On 22 October 2012, a major service degradation at Amazon Web Services (AWS)1 affected several popular online services for several hours. It was caused by a latent memory leak bug, activated under stress due to a failed domain name system (DNS) update after a hardware maintenance event. The leaky software agent repeatedly tried in vain to contact the replaced server. In this process, memory was leaked until customer requests could no longer be handled.

AWS is a system so complex that it challenges exhaustive formal verification. The issue could, however, have been anticipated by structured experimental dependability assessment, e.g., using fault injection. Indeed, Netflix customers remained unaffected.2 Resiliency testing had prepared the company for such events, and failover of Netflix servers worked quickly.

This incident highlights a central issue with the current state of dependability research. There is a vast gap between the impressive theoretical achievements made in past decades, including various formal methods, and real-world software engineering practice.

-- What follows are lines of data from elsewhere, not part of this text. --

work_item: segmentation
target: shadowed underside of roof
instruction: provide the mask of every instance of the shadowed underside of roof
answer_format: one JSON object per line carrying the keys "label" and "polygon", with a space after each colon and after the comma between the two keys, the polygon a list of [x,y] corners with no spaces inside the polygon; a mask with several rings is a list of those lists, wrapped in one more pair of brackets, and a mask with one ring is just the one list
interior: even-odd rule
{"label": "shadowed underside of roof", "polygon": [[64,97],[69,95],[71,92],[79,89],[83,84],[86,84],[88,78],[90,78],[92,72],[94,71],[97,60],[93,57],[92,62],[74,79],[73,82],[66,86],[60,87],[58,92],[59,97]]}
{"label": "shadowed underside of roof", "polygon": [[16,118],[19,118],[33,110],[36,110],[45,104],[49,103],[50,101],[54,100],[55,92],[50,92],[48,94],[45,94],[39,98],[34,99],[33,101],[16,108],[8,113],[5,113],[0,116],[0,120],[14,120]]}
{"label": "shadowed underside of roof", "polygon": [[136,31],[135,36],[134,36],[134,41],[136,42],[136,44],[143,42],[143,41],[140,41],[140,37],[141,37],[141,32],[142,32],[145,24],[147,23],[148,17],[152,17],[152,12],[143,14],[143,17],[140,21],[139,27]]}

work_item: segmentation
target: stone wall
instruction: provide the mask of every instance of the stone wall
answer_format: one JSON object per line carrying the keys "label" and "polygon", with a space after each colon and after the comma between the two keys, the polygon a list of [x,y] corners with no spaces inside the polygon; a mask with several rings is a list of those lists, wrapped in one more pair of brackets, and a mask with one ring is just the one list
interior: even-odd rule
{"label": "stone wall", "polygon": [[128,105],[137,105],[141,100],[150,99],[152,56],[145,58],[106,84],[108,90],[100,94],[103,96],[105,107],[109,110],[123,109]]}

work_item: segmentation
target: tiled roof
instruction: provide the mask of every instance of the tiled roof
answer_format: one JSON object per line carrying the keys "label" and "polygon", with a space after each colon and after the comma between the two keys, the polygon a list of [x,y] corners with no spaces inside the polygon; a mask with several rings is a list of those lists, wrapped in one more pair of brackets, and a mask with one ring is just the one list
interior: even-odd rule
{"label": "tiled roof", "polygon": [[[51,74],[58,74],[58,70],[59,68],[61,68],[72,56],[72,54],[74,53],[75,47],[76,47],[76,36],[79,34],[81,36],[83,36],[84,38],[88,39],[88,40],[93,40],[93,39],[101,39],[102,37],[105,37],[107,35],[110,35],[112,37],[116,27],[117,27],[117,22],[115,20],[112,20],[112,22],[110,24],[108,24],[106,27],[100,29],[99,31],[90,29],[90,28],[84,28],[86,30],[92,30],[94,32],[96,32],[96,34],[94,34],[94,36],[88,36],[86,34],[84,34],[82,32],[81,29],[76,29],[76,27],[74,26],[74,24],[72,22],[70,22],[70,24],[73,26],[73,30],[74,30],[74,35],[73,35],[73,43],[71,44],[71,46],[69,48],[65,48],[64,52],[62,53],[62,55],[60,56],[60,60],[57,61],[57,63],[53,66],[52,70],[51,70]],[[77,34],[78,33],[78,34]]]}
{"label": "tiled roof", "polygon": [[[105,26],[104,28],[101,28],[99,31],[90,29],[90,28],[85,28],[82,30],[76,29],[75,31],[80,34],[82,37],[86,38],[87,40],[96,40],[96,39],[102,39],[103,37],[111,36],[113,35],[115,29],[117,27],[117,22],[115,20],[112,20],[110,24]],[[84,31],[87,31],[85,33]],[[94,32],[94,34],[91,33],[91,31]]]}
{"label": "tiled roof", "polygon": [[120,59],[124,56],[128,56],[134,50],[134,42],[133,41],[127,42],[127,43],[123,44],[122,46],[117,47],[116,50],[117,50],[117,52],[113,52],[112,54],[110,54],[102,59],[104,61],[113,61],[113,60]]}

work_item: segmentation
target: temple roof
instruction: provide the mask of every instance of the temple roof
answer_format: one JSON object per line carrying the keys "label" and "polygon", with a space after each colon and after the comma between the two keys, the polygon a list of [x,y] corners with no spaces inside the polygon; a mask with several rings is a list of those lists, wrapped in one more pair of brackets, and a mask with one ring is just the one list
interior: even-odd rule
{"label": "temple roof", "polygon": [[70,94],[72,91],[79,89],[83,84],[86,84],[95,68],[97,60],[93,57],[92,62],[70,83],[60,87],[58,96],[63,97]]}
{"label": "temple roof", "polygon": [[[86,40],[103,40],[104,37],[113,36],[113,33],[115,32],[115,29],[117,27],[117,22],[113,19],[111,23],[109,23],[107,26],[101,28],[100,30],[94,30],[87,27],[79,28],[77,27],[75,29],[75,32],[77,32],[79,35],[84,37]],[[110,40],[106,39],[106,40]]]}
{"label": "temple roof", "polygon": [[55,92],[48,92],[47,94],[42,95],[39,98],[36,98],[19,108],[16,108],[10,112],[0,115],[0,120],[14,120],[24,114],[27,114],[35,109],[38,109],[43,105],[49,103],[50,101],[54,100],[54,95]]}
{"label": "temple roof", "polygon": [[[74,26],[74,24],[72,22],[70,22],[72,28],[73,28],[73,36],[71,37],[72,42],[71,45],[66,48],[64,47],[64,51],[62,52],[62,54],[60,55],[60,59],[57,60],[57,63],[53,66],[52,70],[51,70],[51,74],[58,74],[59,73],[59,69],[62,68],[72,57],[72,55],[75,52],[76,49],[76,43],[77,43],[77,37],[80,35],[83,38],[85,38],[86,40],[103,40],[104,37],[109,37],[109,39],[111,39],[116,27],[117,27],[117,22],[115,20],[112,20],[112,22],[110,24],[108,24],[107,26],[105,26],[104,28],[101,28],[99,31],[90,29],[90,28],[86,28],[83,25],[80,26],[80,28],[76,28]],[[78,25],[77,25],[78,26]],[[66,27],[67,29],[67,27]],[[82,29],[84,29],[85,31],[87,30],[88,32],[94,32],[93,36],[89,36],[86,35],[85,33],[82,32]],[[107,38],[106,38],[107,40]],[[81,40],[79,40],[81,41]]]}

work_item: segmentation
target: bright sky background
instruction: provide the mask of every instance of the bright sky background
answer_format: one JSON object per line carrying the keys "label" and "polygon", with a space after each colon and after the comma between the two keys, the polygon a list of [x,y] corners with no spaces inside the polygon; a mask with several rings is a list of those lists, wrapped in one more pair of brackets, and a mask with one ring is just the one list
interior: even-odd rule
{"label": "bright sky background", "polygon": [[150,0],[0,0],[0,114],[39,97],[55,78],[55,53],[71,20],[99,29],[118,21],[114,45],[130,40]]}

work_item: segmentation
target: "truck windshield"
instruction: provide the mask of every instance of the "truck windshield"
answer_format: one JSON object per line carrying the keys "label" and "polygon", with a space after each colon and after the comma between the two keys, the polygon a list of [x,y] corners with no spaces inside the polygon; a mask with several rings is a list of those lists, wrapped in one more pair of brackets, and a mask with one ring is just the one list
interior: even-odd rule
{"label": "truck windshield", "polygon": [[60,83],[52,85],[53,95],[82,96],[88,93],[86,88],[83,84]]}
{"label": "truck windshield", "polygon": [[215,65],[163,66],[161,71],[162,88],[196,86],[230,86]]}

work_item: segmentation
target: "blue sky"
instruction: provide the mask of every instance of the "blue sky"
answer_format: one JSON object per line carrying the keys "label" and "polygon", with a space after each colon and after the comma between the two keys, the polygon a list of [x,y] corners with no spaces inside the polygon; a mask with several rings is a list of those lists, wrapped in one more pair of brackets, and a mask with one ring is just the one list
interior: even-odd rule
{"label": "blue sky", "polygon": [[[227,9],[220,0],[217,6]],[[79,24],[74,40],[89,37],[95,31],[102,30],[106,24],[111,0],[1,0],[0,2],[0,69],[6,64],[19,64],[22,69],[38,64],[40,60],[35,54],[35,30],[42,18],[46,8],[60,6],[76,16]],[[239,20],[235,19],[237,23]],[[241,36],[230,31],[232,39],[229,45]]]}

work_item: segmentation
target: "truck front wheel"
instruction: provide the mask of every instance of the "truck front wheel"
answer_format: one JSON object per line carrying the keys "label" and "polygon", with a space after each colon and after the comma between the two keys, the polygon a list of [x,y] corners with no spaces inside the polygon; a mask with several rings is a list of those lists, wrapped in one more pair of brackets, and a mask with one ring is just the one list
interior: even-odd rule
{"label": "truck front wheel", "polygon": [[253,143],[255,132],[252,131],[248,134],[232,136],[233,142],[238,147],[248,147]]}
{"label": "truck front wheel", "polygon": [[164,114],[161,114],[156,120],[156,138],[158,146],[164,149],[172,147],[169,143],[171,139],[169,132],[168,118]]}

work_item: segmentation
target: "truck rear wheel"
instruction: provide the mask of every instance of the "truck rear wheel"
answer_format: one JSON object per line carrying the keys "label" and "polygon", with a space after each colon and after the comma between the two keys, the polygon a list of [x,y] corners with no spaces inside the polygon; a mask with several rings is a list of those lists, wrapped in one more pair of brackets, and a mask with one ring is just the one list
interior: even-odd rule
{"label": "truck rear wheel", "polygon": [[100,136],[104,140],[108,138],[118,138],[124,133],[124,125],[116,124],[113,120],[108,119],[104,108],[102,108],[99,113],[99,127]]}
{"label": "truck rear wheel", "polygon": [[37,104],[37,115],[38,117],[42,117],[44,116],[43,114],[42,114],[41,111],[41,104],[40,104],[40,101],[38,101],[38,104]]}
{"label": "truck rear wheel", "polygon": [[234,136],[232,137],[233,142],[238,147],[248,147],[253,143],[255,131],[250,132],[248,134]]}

Similar incidents suggest that efforts to increase systems’ dependability should be shifted toward the software layers. As complexity grows, these concerns are becoming ever more challenging.

2. Fundamentals

Software dependability research is as old as the science of computing itself. In the early nineteenth century, Charles Babbage designed his famous difference engines with the main intent of reducing the error rate in complex mathematical computations [1].

As we have started to rely on software in many safety-critical aspects of our daily lives, software dependability is more relevant than ever. At the same time, the problem is getting harder. If the number of flaws (bugs) per source code lines is roughly constant, software projects increasing in code size would become more and more prone to failures. This is aggravated by the complexity caused by the interaction of different components.

Therefore, software dependability needs to take a holistic, system-wide approach, and dependability means need to scale to increasingly complex software projects. This includes means for fault forecasting and dependability assessment, which are the focus of this chapter.

2.1. Terminology

Software dependability has been characterized by a broad range of terminology [2]. We employ the wording by Avižienis, Kanoun, Kopetz, Landwehr, Laprie, and Randell, described in multiple documents dated between 1985 and 2004. The most comprehensive version [3] is used as main reference. In this terminology, dependability is threatened first by faults:

A fault is the adjudged or hypothesized cause of an error.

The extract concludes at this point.